Bugüne kadar çok sayıda deprem gördük. Meslek itibarıyla ve gönüllü olarak bir kısmında yardım faaliyetlerinde de yer aldım. Koordinasyon merkezlerinde bulundum. Son depremler kadar ağır ve yaygın etkileri olan bir deprem yaşamadık. Neredeyse ülke yüz ölçümünün yedide biri depremden ciddi anlamda etkilendi. Bir bu kadar bölgede de depremin sarsıntıları çok ciddi hissedildi. Halen enkaz altında olduğu tahmin edilen çok fazla sayıda insan var. Çok sayıda yaralı çıkarılıyor. Psikolojik yönden de belki on milyonlarca insanda az veya çok etkilenme söz konusu. Milyonlarca insan evinden uzakta kaldı. İşyerleri kapalı. En temel ihtiyaçlara parayla bile erişim imkânı yok. Bu şartlar içinde maddi olarak varlıklı insanlar bile muhtaç durumda. Üretim durdu. Esnaflar durdu.

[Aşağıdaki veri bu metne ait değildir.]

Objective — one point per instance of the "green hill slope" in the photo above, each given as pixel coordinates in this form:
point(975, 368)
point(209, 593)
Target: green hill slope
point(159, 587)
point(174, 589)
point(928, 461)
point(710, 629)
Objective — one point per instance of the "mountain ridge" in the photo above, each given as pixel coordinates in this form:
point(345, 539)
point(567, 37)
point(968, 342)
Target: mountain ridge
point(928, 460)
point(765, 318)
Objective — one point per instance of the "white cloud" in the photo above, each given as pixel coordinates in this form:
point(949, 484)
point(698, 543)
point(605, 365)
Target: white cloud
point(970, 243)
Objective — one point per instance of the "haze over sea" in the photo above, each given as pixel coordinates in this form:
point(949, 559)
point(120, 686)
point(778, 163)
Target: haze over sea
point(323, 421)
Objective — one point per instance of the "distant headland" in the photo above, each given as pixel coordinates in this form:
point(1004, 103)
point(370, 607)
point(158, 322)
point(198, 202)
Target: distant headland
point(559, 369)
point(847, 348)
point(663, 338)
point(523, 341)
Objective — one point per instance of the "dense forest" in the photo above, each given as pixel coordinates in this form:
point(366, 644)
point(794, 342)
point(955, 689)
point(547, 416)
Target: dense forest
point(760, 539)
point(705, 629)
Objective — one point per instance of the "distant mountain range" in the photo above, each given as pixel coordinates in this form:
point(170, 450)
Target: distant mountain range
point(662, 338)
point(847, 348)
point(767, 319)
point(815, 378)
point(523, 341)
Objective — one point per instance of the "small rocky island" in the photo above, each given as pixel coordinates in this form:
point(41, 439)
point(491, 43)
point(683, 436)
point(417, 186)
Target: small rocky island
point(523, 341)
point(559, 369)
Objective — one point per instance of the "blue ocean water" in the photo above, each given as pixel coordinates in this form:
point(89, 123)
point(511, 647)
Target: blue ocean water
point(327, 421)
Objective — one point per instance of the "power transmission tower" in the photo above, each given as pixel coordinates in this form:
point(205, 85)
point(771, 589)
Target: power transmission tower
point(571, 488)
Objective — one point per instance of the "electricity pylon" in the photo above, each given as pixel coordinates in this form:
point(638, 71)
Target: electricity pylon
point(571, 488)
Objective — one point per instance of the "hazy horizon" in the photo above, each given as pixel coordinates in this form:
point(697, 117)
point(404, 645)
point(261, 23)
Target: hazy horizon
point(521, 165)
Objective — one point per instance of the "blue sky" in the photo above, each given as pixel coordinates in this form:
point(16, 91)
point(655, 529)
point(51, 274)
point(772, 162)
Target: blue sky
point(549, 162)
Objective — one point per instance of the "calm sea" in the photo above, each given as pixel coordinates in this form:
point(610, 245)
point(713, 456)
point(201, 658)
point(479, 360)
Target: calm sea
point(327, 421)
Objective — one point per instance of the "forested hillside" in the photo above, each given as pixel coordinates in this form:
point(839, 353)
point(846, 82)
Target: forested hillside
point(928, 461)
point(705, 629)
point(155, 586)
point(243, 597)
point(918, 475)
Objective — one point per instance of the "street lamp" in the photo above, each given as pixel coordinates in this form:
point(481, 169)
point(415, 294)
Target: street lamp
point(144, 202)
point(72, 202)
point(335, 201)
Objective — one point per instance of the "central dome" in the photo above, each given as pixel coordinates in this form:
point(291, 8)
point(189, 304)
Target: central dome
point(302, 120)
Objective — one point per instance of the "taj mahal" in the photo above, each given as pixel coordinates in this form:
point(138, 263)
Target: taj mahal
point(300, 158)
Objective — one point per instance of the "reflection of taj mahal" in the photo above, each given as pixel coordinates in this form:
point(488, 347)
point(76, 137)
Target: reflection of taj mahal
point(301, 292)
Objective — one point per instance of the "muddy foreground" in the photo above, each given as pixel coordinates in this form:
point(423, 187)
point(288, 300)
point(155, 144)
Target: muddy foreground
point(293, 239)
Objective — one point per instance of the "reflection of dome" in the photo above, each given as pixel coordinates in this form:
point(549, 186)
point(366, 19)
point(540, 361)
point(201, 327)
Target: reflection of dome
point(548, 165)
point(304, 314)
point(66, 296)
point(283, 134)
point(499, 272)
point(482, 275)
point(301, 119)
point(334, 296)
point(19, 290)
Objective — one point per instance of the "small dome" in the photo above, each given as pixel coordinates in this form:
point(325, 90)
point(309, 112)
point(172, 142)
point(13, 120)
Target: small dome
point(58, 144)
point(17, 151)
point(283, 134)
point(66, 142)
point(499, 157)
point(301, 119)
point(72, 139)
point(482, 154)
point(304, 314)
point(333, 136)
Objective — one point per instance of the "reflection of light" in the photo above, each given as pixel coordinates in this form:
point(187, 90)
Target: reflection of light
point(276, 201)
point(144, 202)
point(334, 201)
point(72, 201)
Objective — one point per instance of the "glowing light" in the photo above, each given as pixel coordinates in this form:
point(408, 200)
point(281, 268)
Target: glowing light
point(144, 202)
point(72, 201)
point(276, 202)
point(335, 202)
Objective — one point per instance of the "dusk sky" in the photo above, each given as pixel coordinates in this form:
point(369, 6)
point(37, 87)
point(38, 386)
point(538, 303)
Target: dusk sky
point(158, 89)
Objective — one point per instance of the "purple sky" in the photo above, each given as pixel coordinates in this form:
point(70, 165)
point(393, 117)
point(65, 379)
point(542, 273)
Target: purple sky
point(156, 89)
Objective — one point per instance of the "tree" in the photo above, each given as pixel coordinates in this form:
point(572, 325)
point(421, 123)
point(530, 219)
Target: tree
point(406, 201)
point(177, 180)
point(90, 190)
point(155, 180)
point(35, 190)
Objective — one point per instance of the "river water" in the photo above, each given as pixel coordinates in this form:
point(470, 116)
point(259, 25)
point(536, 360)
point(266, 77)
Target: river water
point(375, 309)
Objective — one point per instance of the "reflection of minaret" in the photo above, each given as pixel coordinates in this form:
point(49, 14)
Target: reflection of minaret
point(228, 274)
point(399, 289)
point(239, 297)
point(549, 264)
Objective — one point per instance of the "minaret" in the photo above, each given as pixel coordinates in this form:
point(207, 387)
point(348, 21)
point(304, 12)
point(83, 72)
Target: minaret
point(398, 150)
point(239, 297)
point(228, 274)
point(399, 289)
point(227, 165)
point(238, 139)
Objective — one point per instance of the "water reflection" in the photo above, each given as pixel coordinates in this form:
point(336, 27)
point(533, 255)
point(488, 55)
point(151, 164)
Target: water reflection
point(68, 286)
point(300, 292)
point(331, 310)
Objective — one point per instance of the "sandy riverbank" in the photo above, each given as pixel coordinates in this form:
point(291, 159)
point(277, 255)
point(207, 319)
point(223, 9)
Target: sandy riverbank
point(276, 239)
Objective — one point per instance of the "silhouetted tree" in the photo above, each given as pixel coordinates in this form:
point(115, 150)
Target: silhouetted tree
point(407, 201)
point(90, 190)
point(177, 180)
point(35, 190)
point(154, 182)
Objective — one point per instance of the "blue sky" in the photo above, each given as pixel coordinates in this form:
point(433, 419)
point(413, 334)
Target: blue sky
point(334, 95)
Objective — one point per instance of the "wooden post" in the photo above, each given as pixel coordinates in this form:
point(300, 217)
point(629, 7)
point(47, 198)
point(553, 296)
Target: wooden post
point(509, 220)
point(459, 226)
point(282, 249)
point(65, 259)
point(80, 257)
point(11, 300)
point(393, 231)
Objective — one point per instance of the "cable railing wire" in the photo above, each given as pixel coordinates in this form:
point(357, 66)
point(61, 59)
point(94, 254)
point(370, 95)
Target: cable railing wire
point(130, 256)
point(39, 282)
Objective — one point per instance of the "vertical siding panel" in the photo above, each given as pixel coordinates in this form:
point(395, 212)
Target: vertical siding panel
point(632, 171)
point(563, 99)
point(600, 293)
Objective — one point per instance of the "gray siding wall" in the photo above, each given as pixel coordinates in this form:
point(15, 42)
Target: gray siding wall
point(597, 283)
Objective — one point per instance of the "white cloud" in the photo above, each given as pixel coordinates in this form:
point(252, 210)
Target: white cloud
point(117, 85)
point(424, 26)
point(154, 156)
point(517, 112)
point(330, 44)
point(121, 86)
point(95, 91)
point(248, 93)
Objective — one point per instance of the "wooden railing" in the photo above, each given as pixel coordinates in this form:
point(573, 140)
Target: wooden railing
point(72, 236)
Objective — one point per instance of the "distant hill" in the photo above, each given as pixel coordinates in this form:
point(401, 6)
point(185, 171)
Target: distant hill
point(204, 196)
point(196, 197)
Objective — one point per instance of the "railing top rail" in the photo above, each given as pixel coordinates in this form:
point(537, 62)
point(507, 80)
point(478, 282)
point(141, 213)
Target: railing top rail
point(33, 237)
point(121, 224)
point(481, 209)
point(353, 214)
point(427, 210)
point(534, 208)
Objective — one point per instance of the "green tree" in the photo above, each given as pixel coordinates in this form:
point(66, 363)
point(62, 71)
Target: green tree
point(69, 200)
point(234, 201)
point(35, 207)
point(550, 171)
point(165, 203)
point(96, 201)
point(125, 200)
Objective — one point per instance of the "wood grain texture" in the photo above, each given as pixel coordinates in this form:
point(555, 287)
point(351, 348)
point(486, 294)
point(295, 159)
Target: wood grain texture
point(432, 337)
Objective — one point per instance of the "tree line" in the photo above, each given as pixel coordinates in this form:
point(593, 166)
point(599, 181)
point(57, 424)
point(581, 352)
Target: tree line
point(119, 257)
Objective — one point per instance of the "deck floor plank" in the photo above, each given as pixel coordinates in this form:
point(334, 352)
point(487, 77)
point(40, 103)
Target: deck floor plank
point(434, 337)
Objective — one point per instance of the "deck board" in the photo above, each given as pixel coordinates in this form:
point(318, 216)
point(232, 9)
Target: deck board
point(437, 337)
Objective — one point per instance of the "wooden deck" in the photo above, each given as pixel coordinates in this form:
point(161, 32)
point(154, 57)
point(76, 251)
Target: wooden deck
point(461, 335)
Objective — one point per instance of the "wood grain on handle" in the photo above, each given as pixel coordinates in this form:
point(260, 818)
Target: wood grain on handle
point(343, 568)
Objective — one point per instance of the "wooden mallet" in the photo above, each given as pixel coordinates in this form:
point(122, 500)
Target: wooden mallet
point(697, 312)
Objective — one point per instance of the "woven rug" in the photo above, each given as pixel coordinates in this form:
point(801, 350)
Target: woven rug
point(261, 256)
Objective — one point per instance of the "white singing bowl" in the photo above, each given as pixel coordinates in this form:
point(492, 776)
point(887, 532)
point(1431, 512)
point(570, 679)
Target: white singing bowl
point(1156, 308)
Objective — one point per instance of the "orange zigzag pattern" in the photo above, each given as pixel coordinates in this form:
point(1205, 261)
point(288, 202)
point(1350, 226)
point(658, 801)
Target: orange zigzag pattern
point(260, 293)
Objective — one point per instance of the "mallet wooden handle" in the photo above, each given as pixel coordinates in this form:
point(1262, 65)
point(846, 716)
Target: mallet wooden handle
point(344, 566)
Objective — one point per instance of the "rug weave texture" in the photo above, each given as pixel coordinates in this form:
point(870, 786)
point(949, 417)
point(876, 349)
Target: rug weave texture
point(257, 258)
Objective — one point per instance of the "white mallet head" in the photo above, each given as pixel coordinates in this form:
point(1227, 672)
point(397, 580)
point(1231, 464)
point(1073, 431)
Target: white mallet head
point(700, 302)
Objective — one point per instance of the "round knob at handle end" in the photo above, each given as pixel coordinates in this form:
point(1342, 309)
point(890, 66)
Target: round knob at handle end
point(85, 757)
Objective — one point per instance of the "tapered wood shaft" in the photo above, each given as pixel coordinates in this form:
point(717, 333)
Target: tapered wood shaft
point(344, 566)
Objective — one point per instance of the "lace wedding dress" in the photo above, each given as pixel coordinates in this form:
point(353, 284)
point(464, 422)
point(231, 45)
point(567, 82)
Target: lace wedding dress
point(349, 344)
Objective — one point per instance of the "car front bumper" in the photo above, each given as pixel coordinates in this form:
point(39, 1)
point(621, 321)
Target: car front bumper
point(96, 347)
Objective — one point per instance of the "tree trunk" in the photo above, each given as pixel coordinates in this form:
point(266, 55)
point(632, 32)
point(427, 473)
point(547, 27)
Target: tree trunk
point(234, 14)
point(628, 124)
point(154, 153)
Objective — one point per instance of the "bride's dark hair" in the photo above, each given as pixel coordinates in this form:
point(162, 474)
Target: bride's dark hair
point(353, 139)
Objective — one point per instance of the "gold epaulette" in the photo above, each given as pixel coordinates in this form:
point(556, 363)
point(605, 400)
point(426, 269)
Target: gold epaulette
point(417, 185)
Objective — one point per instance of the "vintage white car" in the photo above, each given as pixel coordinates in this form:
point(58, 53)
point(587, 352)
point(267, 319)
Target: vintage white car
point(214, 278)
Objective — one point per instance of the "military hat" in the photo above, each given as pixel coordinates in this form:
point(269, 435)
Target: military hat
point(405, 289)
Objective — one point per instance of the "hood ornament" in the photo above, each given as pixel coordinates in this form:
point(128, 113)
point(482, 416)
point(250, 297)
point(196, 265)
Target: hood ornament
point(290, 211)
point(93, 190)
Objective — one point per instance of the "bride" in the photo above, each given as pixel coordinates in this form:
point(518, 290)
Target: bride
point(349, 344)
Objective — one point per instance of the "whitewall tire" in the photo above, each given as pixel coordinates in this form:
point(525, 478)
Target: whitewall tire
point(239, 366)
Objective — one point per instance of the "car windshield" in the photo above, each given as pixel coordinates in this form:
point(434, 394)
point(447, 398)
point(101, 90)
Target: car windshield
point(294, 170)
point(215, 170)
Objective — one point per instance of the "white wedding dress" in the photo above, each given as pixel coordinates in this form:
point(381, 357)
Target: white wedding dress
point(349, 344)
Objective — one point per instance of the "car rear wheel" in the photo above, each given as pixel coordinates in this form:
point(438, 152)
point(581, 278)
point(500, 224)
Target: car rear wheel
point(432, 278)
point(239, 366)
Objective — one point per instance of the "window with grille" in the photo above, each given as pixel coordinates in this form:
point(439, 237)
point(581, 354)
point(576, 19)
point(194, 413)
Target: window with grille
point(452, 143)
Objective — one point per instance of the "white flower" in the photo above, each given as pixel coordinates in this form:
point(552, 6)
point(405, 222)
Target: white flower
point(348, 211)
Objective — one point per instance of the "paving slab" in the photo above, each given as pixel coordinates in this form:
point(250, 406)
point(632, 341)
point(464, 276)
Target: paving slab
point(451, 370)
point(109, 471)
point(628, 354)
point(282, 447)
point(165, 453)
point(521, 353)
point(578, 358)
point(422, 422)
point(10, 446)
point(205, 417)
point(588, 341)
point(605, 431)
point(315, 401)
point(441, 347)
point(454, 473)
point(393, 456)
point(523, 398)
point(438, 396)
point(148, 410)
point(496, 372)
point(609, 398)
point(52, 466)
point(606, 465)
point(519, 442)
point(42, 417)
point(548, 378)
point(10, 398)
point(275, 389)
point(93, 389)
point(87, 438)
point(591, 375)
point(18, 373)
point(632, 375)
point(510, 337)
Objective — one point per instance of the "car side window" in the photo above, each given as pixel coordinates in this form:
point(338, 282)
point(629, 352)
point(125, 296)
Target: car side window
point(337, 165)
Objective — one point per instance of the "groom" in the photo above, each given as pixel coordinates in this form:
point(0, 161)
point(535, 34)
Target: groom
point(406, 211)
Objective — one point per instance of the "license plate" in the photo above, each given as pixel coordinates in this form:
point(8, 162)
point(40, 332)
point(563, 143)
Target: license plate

Birikimi olmayan, gündelik geliri ile yaşayan insanlar kısa vadede ekonomik sıkıntı ile karşı karşıya.
Bu yaşadıklarımız sıradan bir afet değil. Çok büyük boyutlu ve çok ağır maliyetli olağanüstü bir afetle karşı karşıyayız. Tam bir birlik ve beraberlik zamanı gelmiştir. 85 milyon insan olarak tek yürek olup ne yapabiliriz diye meydana çıkmamız gerekiyor. Sahada kısa vadede nelere ihtiyaç var? En acil ihtiyaçlar neler? Daha sonra uzun vadede neler gerekiyor? Bu konularda resmi kurumların arama-kurtarma, tedavi, barınma desteği, gıda, hijyen malzemesi ve benzeri zorunlu insani faaliyetlerine elimizden gelen her türlü yardımı yapmak için hemen harekete geçmeliyiz.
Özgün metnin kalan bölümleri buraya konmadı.